The SACROC Unit, one of the nation's largest oil fields, initiated a giant carbon dioxide, (C02) injection project on January 26, 1972. This miscible flood will be the largest secondary recovery project of this type ever undertaken, and is estimated to recover an additional 230 million barrels of oil. The significance of this increase in oil reserves may be realized when it is noted that a field with reserves of this magnitude has not been discovered in the United States for 10 years-with the exception of Alaska.


This project will require the injection of 629 billion cubic feet (37 million tons) of C02over an approximate 9 year period into 202 pattern injection wells. The total cost of the project is estimated to be in excess of $175,000,000, which includes a field C02 and water distribution system and conversion of the pattern wells to injection at SACROC, expansion of SACROC's producing and water injection facilities; the installation of the C02 delivery system and the purchase and transportation of C02 to SACROC. The C02 will be transported through a 220 mile pipeline system from Val Verde Basin gas fields in Southwest Texas to SACROC requiring 81,000 HP compressor capacity to deliver the C02 at a final pressure of 2400 psi. Canyon Reef Carriers, Inc. (CRC) has been formed by the major SACROC owners to construct and operate the C02 pipeline system.

This paper summarizes the management, engineering and planning considerations in the design and implementation of this project. It has required the assistance and cooperation of the legal, financial and engineering representatives from SACROC's major owners and a major facility expansion by the 3 gasoline plants, 5 oil pipeline companies and 2 gas purchasers' pipelines which service the SACROC Unit.


The SACROC Unit is located in West Texas near the town of Snyder in Scurry County, as shown in Figure 1. The 50,000 acre unit comprises 98% of the Kelly-Snyder Field and is the major unitized field among 4 units in the 35 mile by 5 mile Canyon Reef formation. The field was discovered in the fall of 1948 and by 1951 at least 2,000 wells had been drilled.
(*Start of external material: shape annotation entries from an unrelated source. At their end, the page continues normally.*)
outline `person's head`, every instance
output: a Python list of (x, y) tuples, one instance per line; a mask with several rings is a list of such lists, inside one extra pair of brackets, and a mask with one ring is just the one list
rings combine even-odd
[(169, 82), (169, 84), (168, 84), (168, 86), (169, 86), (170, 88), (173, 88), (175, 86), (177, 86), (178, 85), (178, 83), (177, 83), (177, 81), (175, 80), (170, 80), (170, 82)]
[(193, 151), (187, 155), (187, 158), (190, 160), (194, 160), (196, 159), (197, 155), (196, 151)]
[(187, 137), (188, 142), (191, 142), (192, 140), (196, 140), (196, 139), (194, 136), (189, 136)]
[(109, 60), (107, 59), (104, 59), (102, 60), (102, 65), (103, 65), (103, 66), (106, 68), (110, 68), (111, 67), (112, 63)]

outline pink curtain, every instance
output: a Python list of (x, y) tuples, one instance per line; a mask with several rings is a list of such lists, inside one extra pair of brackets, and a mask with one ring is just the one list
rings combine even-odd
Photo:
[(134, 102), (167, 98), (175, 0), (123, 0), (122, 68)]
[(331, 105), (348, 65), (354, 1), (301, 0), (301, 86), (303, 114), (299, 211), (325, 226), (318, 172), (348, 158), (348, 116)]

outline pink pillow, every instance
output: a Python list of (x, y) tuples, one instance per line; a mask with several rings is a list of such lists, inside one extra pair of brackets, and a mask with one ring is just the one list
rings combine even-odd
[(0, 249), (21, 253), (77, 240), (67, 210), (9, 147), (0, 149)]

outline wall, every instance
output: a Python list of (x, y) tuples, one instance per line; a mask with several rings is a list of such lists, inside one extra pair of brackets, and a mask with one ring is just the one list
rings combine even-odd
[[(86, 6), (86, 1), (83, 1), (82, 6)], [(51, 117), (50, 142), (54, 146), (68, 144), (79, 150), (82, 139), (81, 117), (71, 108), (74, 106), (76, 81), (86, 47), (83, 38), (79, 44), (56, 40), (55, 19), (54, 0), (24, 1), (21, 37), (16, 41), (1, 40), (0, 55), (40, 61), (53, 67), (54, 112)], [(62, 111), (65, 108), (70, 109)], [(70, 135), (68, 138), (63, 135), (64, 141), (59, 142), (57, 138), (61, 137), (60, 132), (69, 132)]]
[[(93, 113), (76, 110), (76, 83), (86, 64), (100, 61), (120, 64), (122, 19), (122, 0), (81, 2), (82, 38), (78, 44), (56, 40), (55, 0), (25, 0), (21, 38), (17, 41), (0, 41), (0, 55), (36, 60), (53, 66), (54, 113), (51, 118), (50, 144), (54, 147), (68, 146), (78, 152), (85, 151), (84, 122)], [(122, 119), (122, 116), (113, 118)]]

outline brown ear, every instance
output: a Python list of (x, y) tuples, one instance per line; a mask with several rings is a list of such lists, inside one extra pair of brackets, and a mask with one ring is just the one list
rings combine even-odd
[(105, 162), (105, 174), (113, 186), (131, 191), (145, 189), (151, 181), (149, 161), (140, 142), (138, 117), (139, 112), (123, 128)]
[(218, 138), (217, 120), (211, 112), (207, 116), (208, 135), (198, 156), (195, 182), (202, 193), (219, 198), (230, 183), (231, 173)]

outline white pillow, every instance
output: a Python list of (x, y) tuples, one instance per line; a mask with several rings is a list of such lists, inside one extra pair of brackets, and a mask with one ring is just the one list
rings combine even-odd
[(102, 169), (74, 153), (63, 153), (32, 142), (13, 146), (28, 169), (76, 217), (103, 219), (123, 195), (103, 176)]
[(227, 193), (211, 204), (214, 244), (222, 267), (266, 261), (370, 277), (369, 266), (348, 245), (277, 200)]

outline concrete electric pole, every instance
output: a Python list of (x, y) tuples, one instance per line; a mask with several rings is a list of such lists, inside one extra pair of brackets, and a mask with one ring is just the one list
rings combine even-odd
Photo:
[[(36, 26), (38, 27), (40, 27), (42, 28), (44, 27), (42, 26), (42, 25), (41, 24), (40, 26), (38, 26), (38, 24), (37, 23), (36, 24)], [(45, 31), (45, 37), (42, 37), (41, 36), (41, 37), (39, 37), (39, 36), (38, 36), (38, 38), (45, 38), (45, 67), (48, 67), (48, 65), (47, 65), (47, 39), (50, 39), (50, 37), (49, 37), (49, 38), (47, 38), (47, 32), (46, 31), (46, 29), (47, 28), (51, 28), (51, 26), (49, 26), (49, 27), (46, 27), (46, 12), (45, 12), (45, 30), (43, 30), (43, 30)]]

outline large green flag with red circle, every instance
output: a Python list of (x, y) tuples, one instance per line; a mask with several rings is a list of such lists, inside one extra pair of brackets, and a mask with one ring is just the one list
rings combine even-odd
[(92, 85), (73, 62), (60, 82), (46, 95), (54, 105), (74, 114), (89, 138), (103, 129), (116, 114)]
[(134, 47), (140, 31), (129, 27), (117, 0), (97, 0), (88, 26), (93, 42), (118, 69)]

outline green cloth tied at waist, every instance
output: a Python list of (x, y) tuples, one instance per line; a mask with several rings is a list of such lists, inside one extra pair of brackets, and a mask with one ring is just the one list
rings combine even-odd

It became apparent from the rapid pressure decline that a pressure maintenance program would be required to prevent excessive loss of recoverable reserves. In 1953 the Texas Railroad Commission approved unitization of SACROC and the installation of a unique centerline water injection program. The waterflood project was initiated in 1954 and the performance since that time is shown in Figure 2. The SACROC Unit was first operated in three segments by Standard Oil Company of Texas, Sun Oil Company, and Mobil Oil Corporation under a joint Unit Manager's office until 1962 when Standard Oil of Texas (now Chevron Oil Company-Western Division) was elected operator. The Unit presently has 1256 wells which have produced more than 500 million barrels of oil to date. There are 329 working interest owners including almost all of the major oil companies in the nation and 2,750 royalty owners.